Known Issues

Topics

Long Sync-ups Can Produce RN Failures

In some cases, the sync-up process that replication nodes use to replicate data from the master node to the replica can take an unexpectedly long time to find the initial sync-up point. If the amount of time exceeds the default 5 second timeout, the replica will restart and attempt the sync-up again. If the search for the sync-up point continues to take longer than 5 seconds, this process will prevent the replica from rejoining the shard.

To determine if this problem is occurring, first use the ping command to check whether shards are healthy. If a shard continues to be unhealthy, check the RN logs for messages like the following:

2022-01-12 18:35:11.087 UTC INFO [rg13-rn2] JE: Inactive channel: NullNode(-1) forced close. Timeout: 5000ms.
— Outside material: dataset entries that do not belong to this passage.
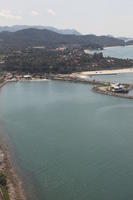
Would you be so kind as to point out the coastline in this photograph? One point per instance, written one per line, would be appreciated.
(104, 72)
(15, 188)
(14, 184)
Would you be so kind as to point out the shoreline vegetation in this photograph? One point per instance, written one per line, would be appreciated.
(10, 184)
(13, 188)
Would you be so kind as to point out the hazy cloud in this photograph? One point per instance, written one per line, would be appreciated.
(9, 15)
(51, 12)
(34, 13)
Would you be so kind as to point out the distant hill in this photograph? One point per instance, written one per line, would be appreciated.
(126, 39)
(129, 42)
(21, 27)
(34, 37)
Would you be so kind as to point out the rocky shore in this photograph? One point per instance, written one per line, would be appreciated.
(14, 186)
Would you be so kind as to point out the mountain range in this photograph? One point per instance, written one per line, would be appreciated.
(43, 37)
(22, 27)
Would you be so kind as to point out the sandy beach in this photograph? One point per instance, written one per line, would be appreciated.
(104, 72)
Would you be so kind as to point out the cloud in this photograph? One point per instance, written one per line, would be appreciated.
(9, 15)
(34, 13)
(51, 12)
To work around this problem, you should increase the timeout value to be long enough to allow the sync-up to complete successfully. Do this by modifying the configProperties RN parameter for all RNs to include a setting for the je.rep.preHeartbeatTimeoutMs value to specify the longer timeout. Note that this value specifies a time in microseconds, not milliseconds. If you already have a non-empty value for the configProperties parameter, make sure to add the new value to the existing values, separated by a semicolon. For example, to increase the timeout to 60 seconds, assuming that the configProperties parameter was previously empty, run the following Admin CLI command for each RN. For example, for RN rg1-rn1:

kv-> plan change-parameters -service rg1-rn1 -wait -params "configProperties=je.rep.preHeartbeatTimeoutMs 60000000"

[KVSTORE-2096]

Performance Issues with Virtual Threads

The Direct Java Driver API needs to be updated to optimize its performance if the API methods are called from the virtual threads introduced in Java 21. These performance issues will be addressed in a future release.

[KVSTORE-2121]

Topology Changes May Fail During Software Upgrades

Making modifications to the store topology that include partition migration may fail if the modifications are performed while the store is being upgraded to a new software version. If you run a plan to deploy a new topology and the plan fails with problems during partition migration, check if the nodes of the store are running different software versions, and upgrade any nodes running old versions before retrying the plan.

Modifying a topology using one of the following topology commands can result in the need for partition migration. Deploying the resulting topology with the 'plan deploy-topology' command can then fail if the plan is performed during a store software version upgrade. The topology commands that can produce partition migrations are:

topology change-repfactor
topology contract
topology rebalance
topology redistribute

Other topology commands do not produce partition migration and do not cause this problem.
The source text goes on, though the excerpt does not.